If going the ETF route, I would simplify a bit but almost splitting hairs. Your path is overall very solid.


Inside TFSA and/or RRSP - XIU or XIC or VCN - up to 40% Canadian exposure.

Inside TFSA and/or RRSP - VTI and VXUS - up to 25% each if you want to own US-dollar accounts. Otherwise, consider VXC for an "all-in-one" fund outside of Canada = 50%

10% XRE or VRE for Canadian REIT. Own inside TFSA and/or RRSP.

I wouldn't bother with bonds or gold myself.

Max 4 ETFs this way. 

Again, overall, great stuff.


----------



## younginvestor1988 (Oct 4, 2016)

I've been thinking and reading more about ETF's and got to thinking about swap based ETF like the Horizon HXT and HXS.....since I am only investing with a corporate trading account....the dividend tax I would save over decades should be very significant. In essence if I buy and hold, I don't have to pay any taxes on my investments. Any thoughts on these ETFs for essentially a non registered account?


----------



## mordko (Jan 23, 2016)

younginvestor1988 said:


> I've been thinking and reading more about ETF's and got to thinking about swap based ETF like the Horizon HXT and HXS.....since I am only investing with a corporate trading account....the dividend tax I would save over decades should be very significant. In essence if I buy and hold, I don't have to pay any taxes on my investments. Any thoughts on these ETFs for essentially a non registered account?

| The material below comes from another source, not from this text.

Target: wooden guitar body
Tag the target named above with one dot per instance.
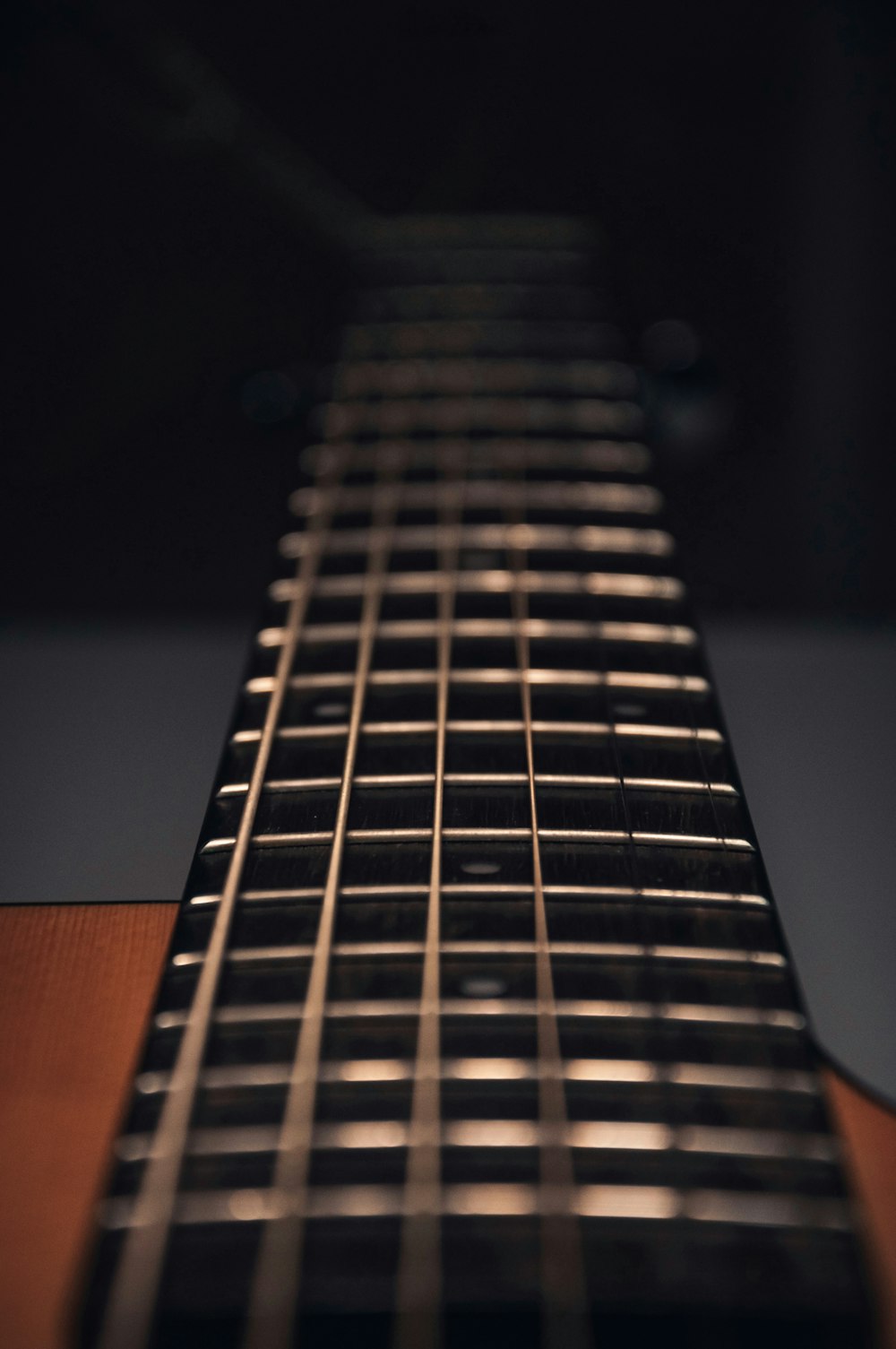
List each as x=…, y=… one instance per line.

This is OK if you appreciate the additional risks with a swap ETF. Also, keep in mind that you will have to pay your tax on the dividends eventually, only it will be capital gains. And with a corporate account it will be taxed at the highest rate even if your income goes down in the future. You also pay a bit more in MER. HXS costs 17 basis points vs 3 basis points for a USD non-swap ETF representing S&P 500.


----------



## mgarf (Oct 14, 2016)

younginvestor1988 said:


> I was able to graduate with no debt very luckily because I lived with my parents the entire time and they also paid off my student loans (only child)
> 
> I've done some reading/thinking on the ETF's and have come up with the following allocation
> 90% equity
> ...


A few comments:

1) Your Canadian allocation. XIU has a annual fee of 0.18% AND only holds 62 stocks. You can get better fee and more diversification with VCN (~500 stocks, 0.06% fee)

2) Your American allocation. 

a) Point on hedging. CAD Hedging of US stocks can actually be counter-productive in a canadian portfolio with CA stocks (although doesn't make much of a difference in the long-run). If you think the Canadian dollar rise though, I'd hedge, if not, I wouldn't. If your not sure, get 50% hedged, 50% not hedged (that's what I do).

b) Your pick of XIU. Again... not as well diversified as other options out there. XUU has ~3000 stocks and is even a bit cheaper on the annual fee! I'd choose XUU (not hedged) or XUH (hedged).

3) International allocation. XIN has high annual fee of 0.5% and only ~1000 stocks. VXC has ~8000 stocks and only costs you 0.27% per year. NOTE: VXC is 50% US, so take this into account.

4) Having REITS and gold. I personally don't think these add either added return or diversification. But it's up to you. If you do want them... shop around and find the lowest fees!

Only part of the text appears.